Too many sympathizers with corporations too hastily adopt Marshall’s position. Eugene Volokh, for instance, remarks of the recent corporate free speech cases:
The same issue comes up as to corporations and unions, which get significant government benefits. When may the government say “In exchange for the benefits of the corporate form, or for the special legal powers that unions have, we will insist that you not spend money on election-related speech”? (Most corporations are state-chartered, so that benefit is actually provided by the state government, not the federal government; but I don’t think this matters, given the modern Congressional authority over interstate commerce, which would give Congress the power to preempt or modify state-granted charters.) That’s a really tough question — but the First Amendment text doesn’t answer this question any more than it answers the question “When may the government say ‘In exchange for a government paycheck, we will insist that you not reveal the tax return data that you’ll be asked to process’?”
What are these “significant government benefits” that Professor Volokh is talking about?

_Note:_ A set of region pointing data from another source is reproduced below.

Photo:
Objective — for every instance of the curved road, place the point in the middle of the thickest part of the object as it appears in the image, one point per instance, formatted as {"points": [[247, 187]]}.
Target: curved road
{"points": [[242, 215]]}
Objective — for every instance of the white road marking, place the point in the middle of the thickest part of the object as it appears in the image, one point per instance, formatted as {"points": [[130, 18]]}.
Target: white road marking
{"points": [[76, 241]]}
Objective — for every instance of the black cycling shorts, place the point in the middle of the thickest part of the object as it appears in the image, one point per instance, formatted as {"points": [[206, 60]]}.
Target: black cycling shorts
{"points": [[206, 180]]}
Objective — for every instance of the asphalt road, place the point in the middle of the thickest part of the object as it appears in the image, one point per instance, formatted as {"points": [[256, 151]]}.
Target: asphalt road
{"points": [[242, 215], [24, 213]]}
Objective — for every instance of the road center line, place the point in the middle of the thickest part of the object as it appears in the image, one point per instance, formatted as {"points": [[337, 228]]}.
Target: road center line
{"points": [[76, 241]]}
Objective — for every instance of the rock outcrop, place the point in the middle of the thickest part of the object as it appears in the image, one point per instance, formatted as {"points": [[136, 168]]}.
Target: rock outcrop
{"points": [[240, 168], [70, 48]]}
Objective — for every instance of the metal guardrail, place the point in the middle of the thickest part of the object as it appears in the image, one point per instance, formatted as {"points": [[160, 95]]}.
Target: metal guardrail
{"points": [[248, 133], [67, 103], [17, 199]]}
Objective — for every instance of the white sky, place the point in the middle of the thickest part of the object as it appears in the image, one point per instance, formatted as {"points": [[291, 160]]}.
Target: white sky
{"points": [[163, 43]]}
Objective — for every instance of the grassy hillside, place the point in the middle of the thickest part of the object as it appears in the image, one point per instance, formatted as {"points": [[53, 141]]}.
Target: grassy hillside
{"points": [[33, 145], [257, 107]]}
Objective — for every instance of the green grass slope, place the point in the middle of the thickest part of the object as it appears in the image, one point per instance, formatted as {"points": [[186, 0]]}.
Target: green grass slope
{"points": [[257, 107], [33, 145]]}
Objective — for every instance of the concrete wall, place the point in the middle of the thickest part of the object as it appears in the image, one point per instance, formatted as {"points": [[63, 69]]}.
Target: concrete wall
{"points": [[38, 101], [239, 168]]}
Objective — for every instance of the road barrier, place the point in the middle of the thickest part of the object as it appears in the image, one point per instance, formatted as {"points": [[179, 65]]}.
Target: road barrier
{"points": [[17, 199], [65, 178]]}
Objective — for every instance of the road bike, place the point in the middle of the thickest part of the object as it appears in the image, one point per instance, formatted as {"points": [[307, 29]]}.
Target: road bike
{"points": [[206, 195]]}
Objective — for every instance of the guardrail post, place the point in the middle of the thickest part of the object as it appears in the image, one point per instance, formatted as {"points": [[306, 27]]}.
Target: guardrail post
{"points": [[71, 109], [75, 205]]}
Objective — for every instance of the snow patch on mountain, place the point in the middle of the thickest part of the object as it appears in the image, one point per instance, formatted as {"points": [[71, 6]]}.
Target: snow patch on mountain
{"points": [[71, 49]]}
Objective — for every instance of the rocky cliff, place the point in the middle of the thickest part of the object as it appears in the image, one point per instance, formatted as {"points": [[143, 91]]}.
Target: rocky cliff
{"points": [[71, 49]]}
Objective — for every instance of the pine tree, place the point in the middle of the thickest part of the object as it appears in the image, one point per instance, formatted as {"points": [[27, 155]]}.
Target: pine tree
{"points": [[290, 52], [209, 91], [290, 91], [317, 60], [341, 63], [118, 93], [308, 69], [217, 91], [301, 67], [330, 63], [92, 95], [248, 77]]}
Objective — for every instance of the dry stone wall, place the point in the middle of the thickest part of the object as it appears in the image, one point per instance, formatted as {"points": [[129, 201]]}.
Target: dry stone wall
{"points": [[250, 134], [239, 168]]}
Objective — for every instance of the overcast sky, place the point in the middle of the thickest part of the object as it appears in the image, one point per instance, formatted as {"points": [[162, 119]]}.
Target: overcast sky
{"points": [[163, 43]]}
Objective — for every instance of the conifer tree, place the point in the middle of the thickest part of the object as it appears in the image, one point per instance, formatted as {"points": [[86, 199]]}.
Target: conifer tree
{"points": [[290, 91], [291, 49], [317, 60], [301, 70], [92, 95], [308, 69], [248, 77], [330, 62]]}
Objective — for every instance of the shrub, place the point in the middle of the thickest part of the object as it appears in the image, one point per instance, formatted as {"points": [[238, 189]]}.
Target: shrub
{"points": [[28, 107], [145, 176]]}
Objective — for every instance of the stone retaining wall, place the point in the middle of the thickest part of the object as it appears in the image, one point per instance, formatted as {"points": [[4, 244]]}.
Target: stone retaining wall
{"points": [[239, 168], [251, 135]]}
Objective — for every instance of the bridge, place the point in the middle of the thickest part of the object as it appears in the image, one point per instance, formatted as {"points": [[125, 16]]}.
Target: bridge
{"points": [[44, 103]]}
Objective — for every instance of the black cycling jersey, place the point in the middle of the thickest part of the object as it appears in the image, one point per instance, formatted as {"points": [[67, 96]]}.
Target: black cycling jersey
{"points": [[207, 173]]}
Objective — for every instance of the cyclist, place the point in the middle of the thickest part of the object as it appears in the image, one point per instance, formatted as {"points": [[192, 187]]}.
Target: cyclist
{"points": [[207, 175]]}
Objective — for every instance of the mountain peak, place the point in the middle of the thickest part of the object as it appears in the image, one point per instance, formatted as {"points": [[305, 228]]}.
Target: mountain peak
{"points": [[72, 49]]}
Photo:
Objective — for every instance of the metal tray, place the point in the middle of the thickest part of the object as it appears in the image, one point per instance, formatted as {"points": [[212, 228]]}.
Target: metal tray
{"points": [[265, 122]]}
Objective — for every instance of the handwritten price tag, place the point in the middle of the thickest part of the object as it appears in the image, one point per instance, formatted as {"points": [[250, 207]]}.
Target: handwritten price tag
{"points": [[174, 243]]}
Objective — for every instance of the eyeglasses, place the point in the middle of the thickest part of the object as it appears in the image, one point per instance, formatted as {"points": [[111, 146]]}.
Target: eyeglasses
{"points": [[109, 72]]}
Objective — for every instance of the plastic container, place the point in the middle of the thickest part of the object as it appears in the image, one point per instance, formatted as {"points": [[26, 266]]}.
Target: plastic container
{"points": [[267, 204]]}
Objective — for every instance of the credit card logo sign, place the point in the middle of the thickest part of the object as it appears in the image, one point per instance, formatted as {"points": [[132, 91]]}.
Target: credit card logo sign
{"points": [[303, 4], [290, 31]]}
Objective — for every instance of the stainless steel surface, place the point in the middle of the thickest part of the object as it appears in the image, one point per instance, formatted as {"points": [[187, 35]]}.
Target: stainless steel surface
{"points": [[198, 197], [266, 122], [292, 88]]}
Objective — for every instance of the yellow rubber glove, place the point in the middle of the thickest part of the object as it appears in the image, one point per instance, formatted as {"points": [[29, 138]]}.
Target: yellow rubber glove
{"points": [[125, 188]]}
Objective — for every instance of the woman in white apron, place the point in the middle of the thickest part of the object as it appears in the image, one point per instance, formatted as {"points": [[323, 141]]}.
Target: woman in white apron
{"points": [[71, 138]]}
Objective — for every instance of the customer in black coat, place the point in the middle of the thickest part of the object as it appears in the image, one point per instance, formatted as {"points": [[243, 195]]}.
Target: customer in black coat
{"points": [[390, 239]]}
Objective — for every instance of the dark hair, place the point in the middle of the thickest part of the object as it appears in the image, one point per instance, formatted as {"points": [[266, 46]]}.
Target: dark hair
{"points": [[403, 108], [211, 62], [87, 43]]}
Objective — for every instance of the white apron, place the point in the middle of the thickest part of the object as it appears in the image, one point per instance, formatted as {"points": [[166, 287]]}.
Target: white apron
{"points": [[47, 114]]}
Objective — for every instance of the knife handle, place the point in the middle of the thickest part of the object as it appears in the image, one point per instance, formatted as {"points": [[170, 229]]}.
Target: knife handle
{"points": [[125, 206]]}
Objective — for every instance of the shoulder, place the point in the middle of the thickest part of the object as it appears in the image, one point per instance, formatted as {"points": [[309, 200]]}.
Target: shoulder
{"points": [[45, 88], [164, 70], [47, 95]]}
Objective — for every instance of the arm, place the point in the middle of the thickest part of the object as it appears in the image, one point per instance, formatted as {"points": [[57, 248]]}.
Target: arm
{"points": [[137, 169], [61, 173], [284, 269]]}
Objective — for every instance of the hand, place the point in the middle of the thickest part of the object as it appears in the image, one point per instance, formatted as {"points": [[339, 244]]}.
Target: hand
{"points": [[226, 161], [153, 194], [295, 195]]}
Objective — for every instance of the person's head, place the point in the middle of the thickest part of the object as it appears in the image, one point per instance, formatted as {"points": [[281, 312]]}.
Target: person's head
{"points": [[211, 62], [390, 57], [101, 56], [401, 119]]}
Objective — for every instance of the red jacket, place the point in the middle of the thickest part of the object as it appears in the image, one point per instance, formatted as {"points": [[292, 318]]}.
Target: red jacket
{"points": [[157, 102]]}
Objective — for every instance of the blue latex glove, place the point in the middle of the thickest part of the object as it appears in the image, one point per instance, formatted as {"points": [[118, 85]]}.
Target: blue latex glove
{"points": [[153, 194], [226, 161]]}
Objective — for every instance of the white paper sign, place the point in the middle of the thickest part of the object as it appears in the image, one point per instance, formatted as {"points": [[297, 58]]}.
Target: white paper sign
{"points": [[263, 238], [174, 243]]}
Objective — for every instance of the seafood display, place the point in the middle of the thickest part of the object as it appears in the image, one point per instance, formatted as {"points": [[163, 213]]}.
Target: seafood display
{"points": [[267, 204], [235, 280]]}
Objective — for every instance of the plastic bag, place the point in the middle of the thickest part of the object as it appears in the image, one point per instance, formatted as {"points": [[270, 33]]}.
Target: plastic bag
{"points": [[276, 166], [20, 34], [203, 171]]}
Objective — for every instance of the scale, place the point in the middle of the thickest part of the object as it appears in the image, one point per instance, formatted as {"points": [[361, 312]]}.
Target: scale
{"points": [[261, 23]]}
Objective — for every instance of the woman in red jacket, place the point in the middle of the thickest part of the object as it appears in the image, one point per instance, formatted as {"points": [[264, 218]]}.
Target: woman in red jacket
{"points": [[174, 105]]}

Classical corporate theory posits three answers: entity, perpetuity, and liability, and the first two aren’t very serious. Entity is the right of a corporation to give itself a single name in legal documents instead of listing all its shareholders. It is neither a privilege — since it’s as convenient for parties that want to sue the corporation as it is for the corporation itself — nor unique to corporations. Partnerships can easily declare themselves entities, and so can married couples. It’s a naming convention. Surely the theorists can do better.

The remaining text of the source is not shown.